As is the case with every one of the NBA’s other conference semifinals, five meetings between the Warriors and Grizzlies have done nothing but confuse me from game to game. One night, Team A seems to have cracked the code on how to beat Team B, and the next night it’s a completely different story. Such is playoff basketball.
All of the wonkiness of this great series leaves me confused about what to expect in Games 6 and (potentially) 7. But one thing that I can confidently say is that Steven Adams is making a difference for Memphis.
Adams missed the first two games of the series as he battled COVID-19 and then played just garbage-time minutes in the Game 3 beatdown that the Grizzlies caught from the Warriors. But he returned to the starting lineup and regular minutes in Games 4 and 5. Here’s his impact in those games:
Offensive Rating: 132.4
Defensive Rating: 87.9
Net Rating: 44.5
Each of the three numbers listed above is the best on the Grizzlies over the two games, which includes a Game 4 in which Adams inexplicably sat the final eight minutes as the Warriors climbed out of an impossible hole.
What exactly is Adams doing out there to provide so much impact?
First, don’t sleep on what kind of physical impact a 6’11, 265-pound man can have on the opposition throughout a game, especially when the opposition’s biggest player is…Andrew Wiggins? Draymond Green?
Grizzlies have 13 offensive rebounds. Golden Stats has 17 total boards. First game this series where the Grizzlies have imposed their will on the glass like we have seen most of this season. Big reason why? Brandon Clarke and Steven Adams have 9 offensive rebounds.
— Damichael Cole (@DamichaelC) May 12, 2022
Adams’ ability to set screens and grab offensive rebounds are difference-makers in allowing the Grizzlies easier opportunities on that end, and his passing, specifically out of the high-post, is a vastly underrated quality.
But the most eye-popping takeaway is his defense. You would think that his speed limitations would make him susceptible to abuse from Golden State’s guards in a way that Nikola Jokic was in the Warriors-Nuggets first-round matchup. And whether the Warriors simply aren’t tracking him, or he and the Grizzlies are doing things to combat any Golden State offense, Adams is giving Memphis a boost that it lacked in Games 1 and 2.

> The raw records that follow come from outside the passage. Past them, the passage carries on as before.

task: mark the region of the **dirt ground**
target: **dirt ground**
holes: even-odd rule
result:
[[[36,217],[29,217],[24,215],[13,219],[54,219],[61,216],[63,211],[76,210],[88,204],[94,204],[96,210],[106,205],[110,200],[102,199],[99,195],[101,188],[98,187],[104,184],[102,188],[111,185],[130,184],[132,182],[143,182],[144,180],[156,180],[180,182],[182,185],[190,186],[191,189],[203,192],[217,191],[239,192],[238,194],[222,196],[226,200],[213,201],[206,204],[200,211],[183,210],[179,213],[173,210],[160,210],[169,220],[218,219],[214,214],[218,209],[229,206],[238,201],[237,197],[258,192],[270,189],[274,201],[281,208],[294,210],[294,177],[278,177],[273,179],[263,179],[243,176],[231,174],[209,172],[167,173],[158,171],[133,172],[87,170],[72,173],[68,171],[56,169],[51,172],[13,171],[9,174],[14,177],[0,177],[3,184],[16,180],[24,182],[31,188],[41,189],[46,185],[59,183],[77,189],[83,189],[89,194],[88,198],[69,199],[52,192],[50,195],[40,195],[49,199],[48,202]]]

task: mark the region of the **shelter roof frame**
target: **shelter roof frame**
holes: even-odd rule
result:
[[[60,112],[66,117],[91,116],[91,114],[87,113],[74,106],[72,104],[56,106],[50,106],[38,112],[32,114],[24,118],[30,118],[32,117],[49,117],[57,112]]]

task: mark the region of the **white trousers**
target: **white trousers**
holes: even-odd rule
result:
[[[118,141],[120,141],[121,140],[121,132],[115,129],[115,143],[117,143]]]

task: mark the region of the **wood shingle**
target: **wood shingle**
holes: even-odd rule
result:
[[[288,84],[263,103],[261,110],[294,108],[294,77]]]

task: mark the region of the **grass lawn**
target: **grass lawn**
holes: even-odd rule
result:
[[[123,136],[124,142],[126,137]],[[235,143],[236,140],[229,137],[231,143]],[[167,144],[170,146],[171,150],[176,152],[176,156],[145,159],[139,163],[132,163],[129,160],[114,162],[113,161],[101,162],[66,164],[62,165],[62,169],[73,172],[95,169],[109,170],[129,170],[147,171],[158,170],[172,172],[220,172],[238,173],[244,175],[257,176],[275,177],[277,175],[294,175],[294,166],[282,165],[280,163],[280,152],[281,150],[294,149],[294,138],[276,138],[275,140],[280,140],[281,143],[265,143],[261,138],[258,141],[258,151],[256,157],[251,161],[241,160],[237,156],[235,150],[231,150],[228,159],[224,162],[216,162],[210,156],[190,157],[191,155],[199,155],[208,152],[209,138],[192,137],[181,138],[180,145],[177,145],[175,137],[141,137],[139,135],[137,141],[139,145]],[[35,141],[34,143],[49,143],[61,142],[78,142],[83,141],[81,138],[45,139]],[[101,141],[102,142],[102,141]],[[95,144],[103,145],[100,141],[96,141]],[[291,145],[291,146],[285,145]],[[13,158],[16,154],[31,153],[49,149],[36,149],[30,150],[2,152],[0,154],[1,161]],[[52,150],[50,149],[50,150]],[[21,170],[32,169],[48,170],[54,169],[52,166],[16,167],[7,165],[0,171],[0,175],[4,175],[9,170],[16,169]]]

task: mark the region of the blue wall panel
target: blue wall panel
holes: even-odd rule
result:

Turns out the starting center the Grizzlies won 56 games with can still play basketball.
Steven Adams is hooping. pic.twitter.com/Lpd61JKQRC
— Connor Dunning (@CDunning929) May 10, 2022
He’ll have to remain a key player in Game 6 if Memphis (+8.5 at Tipico) is going to continue to survive, but these playoffs have shown how quickly things change night after night.